G-PARC: Graph-Physics Aware Recurrent Convolutional Neural Networks for Spatiotemporal Dynamics on Unstructured Meshes
Jack T. Beerman, Tyler J. Abele, Mehdi Taghizadeh, Andrew Davis, Zo\"e J. Gray, Negin Alemazkoor, Xinfeng Gao, H.S. Udaykumar, and Stephen S. Baek

TL;DR
G-PARC is a novel graph neural network that embeds differential operators for accurate, efficient modeling of complex nonlinear spatiotemporal dynamics on unstructured meshes.
Contribution
It introduces MLS kernels for derivatives, enabling GNNs to handle irregular meshes, moving domains, and outperform existing methods in nonlinear physics simulations.
Findings
G-PARC achieves 2-3x fewer parameters than existing models.
It generalizes across nonuniform discretizations and moving meshes.
It outperforms existing graph-based methods on benchmarks like hydrology and shock waves.
Abstract
Physics-aware recurrent convolutional networks (PARC) have demonstrated strong performance in predicting nonlinear spatiotemporal dynamics by embedding differential operators directly into the computational graph of a neural network.
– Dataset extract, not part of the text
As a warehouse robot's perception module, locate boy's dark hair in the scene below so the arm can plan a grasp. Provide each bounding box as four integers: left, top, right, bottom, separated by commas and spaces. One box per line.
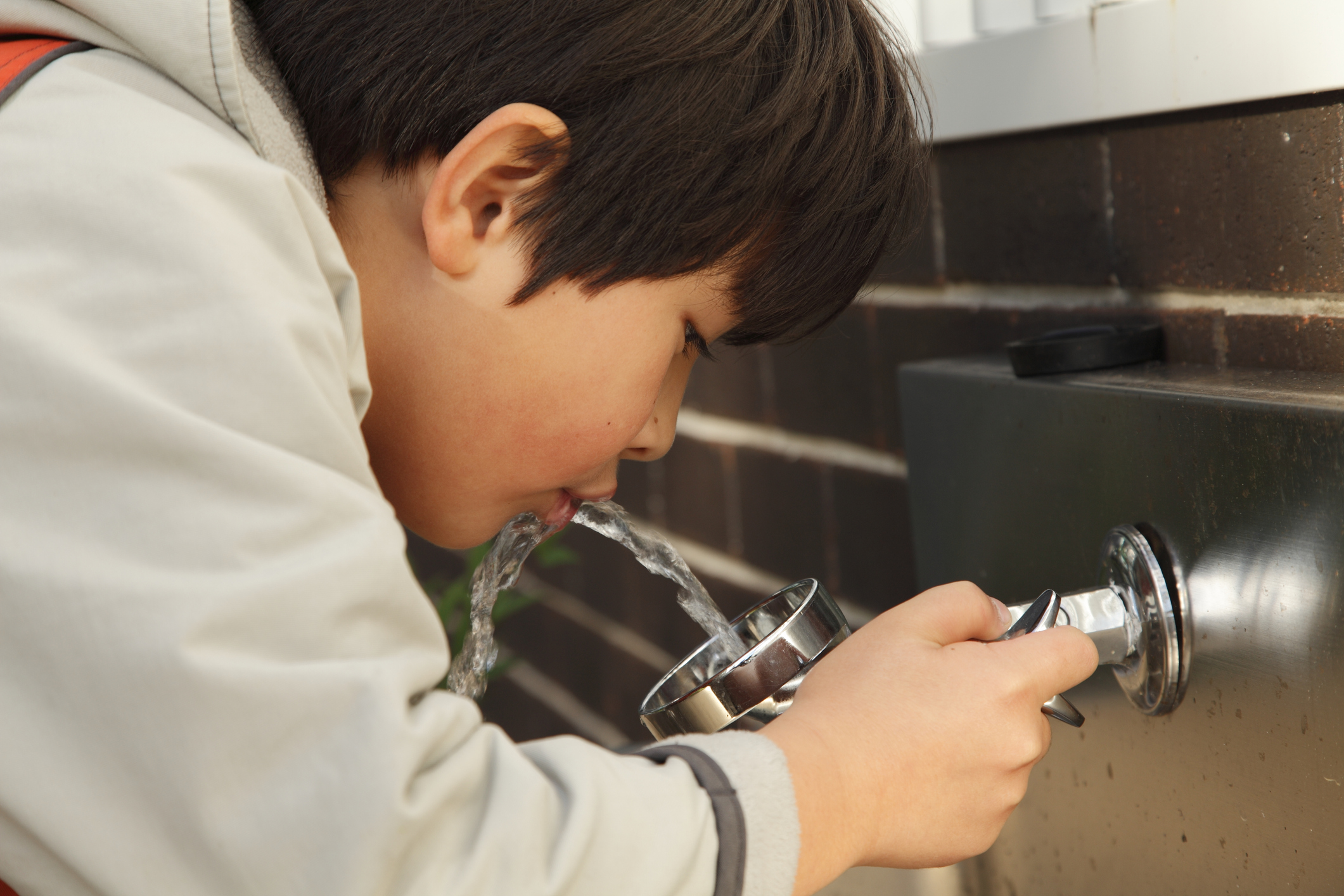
250, 0, 926, 344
However, pixel-based convolutions are restricted to static, uniform Cartesian grids, making them ill-suited to following evolving localized structures in an efficient manner. Graph neural networks (GNNs) naturally handle irregular spatial discretizations, but existing graph-based physics-aware deep learning (PADL) methods have difficulty handling extreme nonlinear regimes. To address these limitations, we propose Graph PARC (G-PARC), which uses moving least squares (MLS) kernels to approximate spatial derivatives on unstructured graphs, and embeds the derivatives of governing partial differential equations into the network's computational graph. G-PARC…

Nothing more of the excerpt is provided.